In summary, considering the totality of the evidence, it is plausible that improved efficacy of CT-P13 SC is due to achieving higher Ctrough levels through more frequent administration, compared with infliximab IV. Furthermore, there were no clinically meaningful differences between the safety profiles of CT-P13 SC and CT-P13 IV in study 3.5 [16], suggesting that higher trough serum concentrations observed with CT-P13 SC do not appear to be associated with an increased risk of adverse events.
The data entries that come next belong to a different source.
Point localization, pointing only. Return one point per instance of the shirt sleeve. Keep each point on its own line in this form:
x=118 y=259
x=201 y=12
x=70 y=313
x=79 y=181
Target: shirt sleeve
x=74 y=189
Several limitations should be taken into consideration when interpreting the results of the present analysis. First, data were obtained from only two trials, and data from other infliximab RCTs were not included in the analysis. It was deemed that the integration of aggregate data from infliximab RCTs without CT-P13 SC would not add substantial value to this analysis, although the inclusion of more studies would arguably better account for variability in outcomes of infliximab IV between studies. Furthermore, the comparison of data from earlier infliximab trials with data from more recently conducted trials, such as study 3.1, may be inappropriate due to differences in disease duration and progression in the enrolled populations [17, 20, 38, 39]. A second limitation was the use of imputation for missing values (i.e. week-54 data), which relies on the assumption that the evolution of clinical scores after week 30 in patients who remained on CT-P13 IV in the 3.5 trial would be comparable to that observed in study 3.1. However, the uncertainty associated with extrapolation was fully accounted for in the reported 95% CIs, based on multiple imputation. Moreover, due to the high uncertainty associated with predicting binary outcomes at week 54, mixed treatment comparisons were reported as continuous variables only [33]. Thirdly, radiological outcomes were not assessed in the present meta-regression, as structural damage was not evaluated in the CT-P13 3.5 trial; however, other studies provide evidence that infliximab is effective in reducing radiological evidence of synovitis and erosions in the long term [40]. Finally, as the focus of the present analysis was the comparative efficacy of CT-P13 SC and infliximab IV, safety endpoints were not analysed. However, safety data from study 3.5 suggest that the safety profile of the CT-P13 SC is at least similar, or even favourable, compared with CT-P13 IV; for example, the proportions of patients experiencing treatment-emergent adverse events (TEAEs), serious TEAEs, TEAEs causing drug discontinuation, and infection were numerically lower in the SC arm, compared with the IV treatment arm, up to week 54 [16] (Additional file 1, Table S4). Finally, long-term data regarding CT-P13 SC safety and efficacy are limited and should be collected in future studies.

Conclusions

This meta-regression of IPD from two randomised trials showed that CT-P13 SC was associated with greater improvements in DAS28-CRP, CDAI and SDAI scores; higher proportions of patients achieving ACR and EULAR responses; low disease activity; and clinically meaningful improvements in functional disability, compared with CT-P13 IV and reference infliximab IV. Thus, CT-P13 SC may be a valuable alternative to infliximab IV.